There is universal concern that people with diabetes microvascular and macrovascular complications who fast during Ramadan may impose an exaggerated risk of exacerbation of them on themselves. [28] It is documented that diabetes per se is a great risk for development of cardiovascular disease (CVD), and the rate of stroke is significantly increased in diabetic patients. [59] Therefore, some unhealthy practices associated with the ritual in some cultures (such as binge intake of high amounts of carbohydrates and fats in Iftar and Sahar meals) can amplify the risk of CVD or stroke in Ramadan. [60] Nevertheless, fasting can be beneficial in this regard if practiced responsibly as favorable and tight glycemic control during Ramadan can effectively mitigate the risk for cardiovascular incidents and stroke. [61]

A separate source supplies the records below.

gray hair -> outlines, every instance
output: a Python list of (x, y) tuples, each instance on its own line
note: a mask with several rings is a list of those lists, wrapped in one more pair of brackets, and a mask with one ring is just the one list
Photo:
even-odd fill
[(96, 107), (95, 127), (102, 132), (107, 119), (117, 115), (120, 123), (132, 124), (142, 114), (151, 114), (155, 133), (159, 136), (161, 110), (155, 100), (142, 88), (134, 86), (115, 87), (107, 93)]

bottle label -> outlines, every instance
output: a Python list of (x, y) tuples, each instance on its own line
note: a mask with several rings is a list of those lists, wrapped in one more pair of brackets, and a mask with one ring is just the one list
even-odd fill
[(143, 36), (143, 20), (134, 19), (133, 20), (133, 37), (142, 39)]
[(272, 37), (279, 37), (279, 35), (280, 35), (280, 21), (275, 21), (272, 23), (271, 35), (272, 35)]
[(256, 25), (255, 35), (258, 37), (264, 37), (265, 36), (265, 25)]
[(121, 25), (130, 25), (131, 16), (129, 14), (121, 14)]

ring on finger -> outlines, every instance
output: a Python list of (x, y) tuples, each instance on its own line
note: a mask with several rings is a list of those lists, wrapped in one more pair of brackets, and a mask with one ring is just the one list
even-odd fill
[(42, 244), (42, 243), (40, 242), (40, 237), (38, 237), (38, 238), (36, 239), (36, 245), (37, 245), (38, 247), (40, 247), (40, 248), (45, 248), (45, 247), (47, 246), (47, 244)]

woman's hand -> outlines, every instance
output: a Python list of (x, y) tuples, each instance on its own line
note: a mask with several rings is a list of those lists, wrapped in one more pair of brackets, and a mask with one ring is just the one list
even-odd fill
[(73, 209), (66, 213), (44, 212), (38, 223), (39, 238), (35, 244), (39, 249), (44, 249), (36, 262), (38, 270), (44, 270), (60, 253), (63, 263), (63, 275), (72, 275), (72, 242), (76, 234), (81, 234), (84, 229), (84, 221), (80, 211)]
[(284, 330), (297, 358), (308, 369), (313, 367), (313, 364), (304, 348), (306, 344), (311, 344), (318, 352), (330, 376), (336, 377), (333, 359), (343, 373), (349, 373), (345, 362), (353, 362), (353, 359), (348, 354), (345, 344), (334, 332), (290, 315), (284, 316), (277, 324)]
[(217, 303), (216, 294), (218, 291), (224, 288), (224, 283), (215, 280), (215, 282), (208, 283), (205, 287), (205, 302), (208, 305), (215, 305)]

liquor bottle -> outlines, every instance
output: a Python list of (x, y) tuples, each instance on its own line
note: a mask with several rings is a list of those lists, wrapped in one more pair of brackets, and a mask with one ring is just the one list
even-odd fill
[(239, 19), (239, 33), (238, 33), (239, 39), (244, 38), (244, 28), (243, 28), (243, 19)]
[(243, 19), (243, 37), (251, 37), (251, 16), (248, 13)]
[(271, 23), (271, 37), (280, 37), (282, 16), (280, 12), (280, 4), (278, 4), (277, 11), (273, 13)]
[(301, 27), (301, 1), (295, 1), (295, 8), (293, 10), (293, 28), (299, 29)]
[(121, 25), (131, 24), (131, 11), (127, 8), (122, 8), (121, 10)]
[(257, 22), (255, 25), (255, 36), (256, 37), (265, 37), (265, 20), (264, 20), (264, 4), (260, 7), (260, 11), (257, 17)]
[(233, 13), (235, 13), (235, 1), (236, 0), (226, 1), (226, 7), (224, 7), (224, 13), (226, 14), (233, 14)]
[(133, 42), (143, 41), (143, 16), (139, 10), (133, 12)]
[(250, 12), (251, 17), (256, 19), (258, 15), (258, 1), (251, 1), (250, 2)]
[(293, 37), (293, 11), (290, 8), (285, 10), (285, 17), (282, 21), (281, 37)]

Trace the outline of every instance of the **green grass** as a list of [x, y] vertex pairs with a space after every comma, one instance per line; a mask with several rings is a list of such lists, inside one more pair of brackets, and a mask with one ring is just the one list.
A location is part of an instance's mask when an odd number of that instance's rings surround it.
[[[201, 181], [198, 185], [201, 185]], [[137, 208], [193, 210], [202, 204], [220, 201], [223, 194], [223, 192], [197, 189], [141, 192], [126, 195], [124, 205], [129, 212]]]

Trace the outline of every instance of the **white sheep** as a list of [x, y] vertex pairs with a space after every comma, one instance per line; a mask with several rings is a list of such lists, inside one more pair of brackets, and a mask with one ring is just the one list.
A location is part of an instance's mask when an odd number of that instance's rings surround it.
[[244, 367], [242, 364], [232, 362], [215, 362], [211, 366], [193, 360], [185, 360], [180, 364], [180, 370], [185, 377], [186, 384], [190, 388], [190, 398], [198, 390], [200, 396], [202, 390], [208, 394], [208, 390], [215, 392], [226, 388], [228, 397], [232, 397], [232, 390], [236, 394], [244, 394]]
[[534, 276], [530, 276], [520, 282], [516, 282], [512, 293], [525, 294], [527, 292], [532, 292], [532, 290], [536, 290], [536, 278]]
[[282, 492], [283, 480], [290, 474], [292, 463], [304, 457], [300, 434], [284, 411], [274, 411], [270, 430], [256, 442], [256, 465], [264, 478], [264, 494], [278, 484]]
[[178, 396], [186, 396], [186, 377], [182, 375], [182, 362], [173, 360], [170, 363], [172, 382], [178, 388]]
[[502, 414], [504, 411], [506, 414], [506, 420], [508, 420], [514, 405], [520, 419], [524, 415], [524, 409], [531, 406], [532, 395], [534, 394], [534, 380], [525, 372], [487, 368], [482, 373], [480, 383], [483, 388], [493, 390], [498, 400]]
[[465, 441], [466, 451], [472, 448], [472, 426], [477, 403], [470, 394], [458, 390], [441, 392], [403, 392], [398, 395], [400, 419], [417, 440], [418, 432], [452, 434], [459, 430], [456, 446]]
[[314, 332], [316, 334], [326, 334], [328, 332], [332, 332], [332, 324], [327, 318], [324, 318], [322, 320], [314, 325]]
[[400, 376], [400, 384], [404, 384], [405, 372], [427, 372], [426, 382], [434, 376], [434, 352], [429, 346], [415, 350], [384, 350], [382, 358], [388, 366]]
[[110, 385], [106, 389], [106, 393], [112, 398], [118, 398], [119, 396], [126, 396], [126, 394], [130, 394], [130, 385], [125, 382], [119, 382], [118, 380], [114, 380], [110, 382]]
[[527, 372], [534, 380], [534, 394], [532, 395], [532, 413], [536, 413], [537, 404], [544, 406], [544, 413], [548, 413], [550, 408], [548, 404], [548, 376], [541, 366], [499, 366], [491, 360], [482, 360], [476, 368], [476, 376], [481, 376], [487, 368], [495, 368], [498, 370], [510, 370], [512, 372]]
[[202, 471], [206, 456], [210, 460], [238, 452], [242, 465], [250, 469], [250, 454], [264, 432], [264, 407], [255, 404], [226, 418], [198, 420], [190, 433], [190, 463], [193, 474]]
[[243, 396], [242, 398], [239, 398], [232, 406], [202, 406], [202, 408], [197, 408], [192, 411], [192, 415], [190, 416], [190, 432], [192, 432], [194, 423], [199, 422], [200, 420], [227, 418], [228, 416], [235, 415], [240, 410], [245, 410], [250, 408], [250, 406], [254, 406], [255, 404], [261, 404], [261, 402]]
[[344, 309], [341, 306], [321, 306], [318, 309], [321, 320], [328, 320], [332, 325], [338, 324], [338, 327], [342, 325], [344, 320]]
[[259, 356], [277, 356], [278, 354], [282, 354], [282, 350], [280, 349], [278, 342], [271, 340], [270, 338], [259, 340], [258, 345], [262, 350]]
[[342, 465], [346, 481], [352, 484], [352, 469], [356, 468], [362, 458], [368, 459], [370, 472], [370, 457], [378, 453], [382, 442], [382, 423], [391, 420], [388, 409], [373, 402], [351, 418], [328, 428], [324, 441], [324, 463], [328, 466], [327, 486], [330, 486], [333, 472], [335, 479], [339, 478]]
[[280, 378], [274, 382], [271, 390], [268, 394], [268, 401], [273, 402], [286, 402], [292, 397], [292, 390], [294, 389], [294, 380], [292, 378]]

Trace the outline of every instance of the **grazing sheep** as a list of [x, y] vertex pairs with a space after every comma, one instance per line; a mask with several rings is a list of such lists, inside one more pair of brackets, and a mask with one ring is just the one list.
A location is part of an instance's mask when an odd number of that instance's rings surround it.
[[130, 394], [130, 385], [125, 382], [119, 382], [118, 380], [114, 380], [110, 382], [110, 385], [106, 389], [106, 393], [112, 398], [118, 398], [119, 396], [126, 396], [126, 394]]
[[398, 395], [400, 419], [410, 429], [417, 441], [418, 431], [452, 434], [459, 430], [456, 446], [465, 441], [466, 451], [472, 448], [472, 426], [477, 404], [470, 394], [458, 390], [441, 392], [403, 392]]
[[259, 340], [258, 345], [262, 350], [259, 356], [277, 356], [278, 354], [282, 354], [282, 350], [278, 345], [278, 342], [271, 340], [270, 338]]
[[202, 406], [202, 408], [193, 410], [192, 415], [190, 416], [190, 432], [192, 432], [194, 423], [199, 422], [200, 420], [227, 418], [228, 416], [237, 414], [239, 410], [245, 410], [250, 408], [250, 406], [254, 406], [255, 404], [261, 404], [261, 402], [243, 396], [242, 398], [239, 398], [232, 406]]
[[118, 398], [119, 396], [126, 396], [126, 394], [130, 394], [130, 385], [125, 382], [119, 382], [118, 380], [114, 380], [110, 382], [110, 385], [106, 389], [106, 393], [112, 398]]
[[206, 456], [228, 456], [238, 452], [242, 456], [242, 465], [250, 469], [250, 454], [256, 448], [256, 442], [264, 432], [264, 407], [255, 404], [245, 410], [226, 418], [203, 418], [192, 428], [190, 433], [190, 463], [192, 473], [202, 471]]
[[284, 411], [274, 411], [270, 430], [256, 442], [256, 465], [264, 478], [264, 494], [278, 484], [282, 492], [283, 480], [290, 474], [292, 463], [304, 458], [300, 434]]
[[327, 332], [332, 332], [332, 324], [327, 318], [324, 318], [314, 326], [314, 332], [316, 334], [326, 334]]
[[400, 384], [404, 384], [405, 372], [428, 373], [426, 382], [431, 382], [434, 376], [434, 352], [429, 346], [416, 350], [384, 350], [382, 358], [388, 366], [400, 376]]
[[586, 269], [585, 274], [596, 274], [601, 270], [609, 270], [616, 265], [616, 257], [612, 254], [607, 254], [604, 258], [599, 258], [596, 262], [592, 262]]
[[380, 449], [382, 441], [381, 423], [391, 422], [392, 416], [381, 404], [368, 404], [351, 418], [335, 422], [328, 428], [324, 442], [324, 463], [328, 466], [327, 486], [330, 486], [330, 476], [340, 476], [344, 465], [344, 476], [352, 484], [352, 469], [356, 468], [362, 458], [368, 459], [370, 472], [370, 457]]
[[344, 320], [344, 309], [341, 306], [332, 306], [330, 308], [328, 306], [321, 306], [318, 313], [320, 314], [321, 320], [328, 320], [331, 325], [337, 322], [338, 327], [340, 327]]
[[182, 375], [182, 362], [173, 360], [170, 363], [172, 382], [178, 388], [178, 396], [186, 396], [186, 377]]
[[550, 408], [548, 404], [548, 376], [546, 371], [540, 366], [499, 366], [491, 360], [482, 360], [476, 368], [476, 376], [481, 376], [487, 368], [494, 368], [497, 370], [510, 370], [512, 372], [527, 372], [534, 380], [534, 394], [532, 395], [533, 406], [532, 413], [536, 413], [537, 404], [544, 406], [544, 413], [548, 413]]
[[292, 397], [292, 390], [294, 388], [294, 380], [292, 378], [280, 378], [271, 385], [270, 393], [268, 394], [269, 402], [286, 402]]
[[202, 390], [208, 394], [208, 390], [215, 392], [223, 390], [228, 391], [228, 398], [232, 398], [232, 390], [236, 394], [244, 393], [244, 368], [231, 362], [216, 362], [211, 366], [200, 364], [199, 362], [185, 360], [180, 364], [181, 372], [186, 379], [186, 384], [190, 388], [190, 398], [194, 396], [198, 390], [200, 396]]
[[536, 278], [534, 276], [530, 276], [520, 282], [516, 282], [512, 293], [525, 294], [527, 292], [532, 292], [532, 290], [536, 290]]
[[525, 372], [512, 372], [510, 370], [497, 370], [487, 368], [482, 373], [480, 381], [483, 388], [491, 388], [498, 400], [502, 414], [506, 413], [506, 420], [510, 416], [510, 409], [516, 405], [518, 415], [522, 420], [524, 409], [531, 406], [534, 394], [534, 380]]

Patients with diabetes are at a higher risk for development of different kidney-related complications. [62, 63] It is demonstrated that fasting diabetic patients with CKD are more apt to have high levels of urinary NAG (N-acetyl-β-D-glucosaminidase which is a marker of renal tubulopathy) in comparison with healthy fasting individuals, and this high level is closely correlated with blood glucose levels. [64] In one study, Mbarki et al. observed that in diabetic patients with CKD who fasted renal function was deteriorated. [65] Similarly, other authors have concluded that more sever adverse renal outcomes are common in fasting patients with higher stages of CKD during Ramadan. [66] Interestingly, it is even contended that the risk for development of CVD is significantly increased in diabetic patients with CKD who fast during Ramadan. [67] Notwithstanding such findings, a meta-analysis carried out on the mean differences of the eGFR before and after Ramadan has concluded that there existed no significant difference (mean difference 0; 95% CI -0.19 – 0.19). [68] But regardless of contradictory findings about Ramadan fasting in diabetic patients with CKD, in most guidelines, it is recommended that those with stable renal function may fast, and temporary changes are believed to fade away after Ramadan. [69]

Conclusion

In management of patients with diabetes in Ramadan, education and risk assessment should be given priority over any clinical decision-making or intervention. Accordingly, different risk groups should receive their personal Ramadan-specific diabetes management plans. It should be taken into consideration by all clinicians and general practitioners that Ramadan Fasting can make great alternations to the levels of different hormones, and this may adversely (or favorably) affect the health of patients living with diabetes. On the other hand, there are several physical and spiritual health benefits to patients with diabetes which are conferred through Ramadan Fasting. Therefore, it is imperative that people with diabetes consult with their clinicians prior to commencement of Ramadan Fasting on an annual basis.